ManiakMotor – Dari pabrikan celah antara piston 
pada dinding silinder atau liner dipatok rata-rata 0,02 - 0,03 mm atau 
2/100 sampai 3/100. Celah ini dihitung tanpa adanya ring piston. Iyalah 
bro, nanti kan ring piston yang akan menampal celah ini. Ya, kalau nggak
 ada celah, piston nggak bakalan turun naik pada linernya. Nggak ada 
ring, kompresi bocor, hehe.
Dahulu kala, kala yang dulu lama sekali, material tiap pabrikan memakai alumunium cair yang dicetak (casting), maka celah pada silinder harus besar, mudah memuai. Beda dengan sekarang yang memauinya kecil, pakai material piston forged dari alumunium padat. “Forged lebih
 kuat. Dinding piston lebih tipis karena kepadatannya tadi, lebih 
singkat gesekkannya dan ringan,” kata Adlan Julizar alias Songa yang 
ngetop di dunia road race sampai grasstrack sebagai tunner mesin balap.
Celah
 pabrik tersebut diubah saat performa mesin lebih tinggi dari pabrik. 

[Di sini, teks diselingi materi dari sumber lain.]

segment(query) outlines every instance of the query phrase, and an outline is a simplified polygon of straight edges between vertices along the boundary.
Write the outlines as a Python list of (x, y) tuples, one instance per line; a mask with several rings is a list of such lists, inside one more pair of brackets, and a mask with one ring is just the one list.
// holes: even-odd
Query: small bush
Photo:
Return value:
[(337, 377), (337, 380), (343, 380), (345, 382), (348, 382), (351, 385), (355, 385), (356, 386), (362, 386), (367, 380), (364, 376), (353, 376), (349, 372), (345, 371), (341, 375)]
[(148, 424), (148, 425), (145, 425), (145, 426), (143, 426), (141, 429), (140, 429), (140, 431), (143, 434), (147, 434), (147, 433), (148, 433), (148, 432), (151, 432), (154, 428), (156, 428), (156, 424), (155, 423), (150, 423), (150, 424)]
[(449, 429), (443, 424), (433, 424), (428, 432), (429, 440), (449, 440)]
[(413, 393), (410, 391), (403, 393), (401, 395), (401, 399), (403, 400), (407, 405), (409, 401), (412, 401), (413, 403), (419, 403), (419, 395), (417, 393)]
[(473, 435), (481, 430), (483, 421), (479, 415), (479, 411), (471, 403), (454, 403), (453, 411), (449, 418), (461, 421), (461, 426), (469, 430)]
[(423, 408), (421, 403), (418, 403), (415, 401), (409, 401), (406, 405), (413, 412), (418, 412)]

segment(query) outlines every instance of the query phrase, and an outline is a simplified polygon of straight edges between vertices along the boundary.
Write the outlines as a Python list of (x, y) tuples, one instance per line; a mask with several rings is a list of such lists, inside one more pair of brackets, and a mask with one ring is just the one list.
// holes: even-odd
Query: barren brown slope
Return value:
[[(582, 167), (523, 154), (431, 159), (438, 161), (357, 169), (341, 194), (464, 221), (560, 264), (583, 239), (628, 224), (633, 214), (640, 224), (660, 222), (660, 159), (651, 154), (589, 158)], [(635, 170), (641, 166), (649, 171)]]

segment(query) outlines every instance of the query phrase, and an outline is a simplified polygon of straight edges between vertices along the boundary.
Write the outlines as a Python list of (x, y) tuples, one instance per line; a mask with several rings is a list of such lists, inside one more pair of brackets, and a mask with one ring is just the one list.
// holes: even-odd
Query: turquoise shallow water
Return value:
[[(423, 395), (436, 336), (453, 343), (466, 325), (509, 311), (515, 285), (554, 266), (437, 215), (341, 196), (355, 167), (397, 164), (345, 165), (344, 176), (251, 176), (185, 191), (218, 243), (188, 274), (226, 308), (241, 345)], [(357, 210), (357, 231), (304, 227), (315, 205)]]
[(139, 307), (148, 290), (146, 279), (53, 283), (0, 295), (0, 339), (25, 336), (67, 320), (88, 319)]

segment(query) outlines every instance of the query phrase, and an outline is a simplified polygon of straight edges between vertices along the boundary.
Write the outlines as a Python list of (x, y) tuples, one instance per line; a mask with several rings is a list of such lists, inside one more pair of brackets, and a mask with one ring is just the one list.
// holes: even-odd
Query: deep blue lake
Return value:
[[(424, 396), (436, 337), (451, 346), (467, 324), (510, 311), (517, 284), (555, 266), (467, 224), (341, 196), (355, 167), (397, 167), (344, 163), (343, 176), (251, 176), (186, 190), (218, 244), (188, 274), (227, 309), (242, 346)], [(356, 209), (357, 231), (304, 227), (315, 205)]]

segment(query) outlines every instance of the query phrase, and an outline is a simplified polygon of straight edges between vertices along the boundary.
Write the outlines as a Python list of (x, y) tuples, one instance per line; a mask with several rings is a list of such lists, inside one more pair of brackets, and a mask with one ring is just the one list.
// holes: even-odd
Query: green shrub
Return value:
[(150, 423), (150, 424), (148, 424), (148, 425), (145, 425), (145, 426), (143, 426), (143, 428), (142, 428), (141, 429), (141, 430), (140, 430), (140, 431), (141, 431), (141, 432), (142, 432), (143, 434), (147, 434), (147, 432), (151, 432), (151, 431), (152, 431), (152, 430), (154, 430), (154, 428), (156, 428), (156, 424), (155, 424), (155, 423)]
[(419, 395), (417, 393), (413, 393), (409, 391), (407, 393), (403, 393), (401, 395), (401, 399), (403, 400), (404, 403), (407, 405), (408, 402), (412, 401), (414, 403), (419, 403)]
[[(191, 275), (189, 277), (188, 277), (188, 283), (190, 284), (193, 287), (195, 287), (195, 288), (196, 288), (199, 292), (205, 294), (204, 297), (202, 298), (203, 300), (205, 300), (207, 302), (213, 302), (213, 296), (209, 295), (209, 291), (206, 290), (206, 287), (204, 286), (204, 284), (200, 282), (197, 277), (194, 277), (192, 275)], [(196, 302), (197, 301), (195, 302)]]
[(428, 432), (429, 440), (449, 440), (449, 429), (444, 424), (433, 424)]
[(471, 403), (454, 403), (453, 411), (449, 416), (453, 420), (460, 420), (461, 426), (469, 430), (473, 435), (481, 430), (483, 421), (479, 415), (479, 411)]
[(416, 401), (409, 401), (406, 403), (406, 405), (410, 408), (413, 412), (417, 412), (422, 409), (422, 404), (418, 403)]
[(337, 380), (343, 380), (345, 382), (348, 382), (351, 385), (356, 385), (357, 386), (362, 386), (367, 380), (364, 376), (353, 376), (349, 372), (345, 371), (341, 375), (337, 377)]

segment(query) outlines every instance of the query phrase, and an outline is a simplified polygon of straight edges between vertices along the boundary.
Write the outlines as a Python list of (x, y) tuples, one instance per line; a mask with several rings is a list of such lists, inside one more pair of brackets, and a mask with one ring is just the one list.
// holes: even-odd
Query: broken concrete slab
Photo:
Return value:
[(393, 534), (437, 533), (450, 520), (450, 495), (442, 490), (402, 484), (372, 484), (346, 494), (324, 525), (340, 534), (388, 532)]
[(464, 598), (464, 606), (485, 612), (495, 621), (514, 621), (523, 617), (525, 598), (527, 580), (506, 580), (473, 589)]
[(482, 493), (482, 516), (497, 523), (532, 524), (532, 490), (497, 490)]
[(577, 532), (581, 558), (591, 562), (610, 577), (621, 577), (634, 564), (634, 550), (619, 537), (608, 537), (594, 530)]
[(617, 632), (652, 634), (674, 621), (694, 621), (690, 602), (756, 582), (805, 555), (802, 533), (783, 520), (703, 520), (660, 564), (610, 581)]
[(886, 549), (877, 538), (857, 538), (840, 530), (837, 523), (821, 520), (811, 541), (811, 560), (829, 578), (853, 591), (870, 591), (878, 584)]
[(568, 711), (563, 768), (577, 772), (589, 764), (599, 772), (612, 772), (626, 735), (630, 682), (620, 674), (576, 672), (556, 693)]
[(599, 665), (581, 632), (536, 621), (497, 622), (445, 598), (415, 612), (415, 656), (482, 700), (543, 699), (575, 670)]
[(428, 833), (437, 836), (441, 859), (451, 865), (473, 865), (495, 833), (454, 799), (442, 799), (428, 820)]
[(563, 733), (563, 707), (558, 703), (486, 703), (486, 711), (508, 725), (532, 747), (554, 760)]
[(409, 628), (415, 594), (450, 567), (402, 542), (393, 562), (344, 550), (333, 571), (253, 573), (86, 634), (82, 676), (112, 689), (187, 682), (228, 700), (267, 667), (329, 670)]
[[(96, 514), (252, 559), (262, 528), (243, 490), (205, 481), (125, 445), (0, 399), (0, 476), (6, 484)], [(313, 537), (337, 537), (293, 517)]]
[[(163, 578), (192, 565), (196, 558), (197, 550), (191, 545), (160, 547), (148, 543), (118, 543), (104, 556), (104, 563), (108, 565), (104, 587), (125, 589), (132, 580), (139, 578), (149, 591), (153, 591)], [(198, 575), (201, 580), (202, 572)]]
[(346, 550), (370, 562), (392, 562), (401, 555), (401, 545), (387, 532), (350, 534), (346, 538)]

Terutama sih di dunia korek mengorek dan termasuk korek harian, 
“Kualitas piston sekarang sudah oke, celahnya hanya bertambah seidikit 
dari standar,” jelas Tommy Huang, selaku peracik mesin tim Pertamina 
Enduro BRT Nissin yang turun di IndoPrix (IP), Indospeed Race Series 
(IRS) dan Asia Road Racing Championship (ARRC).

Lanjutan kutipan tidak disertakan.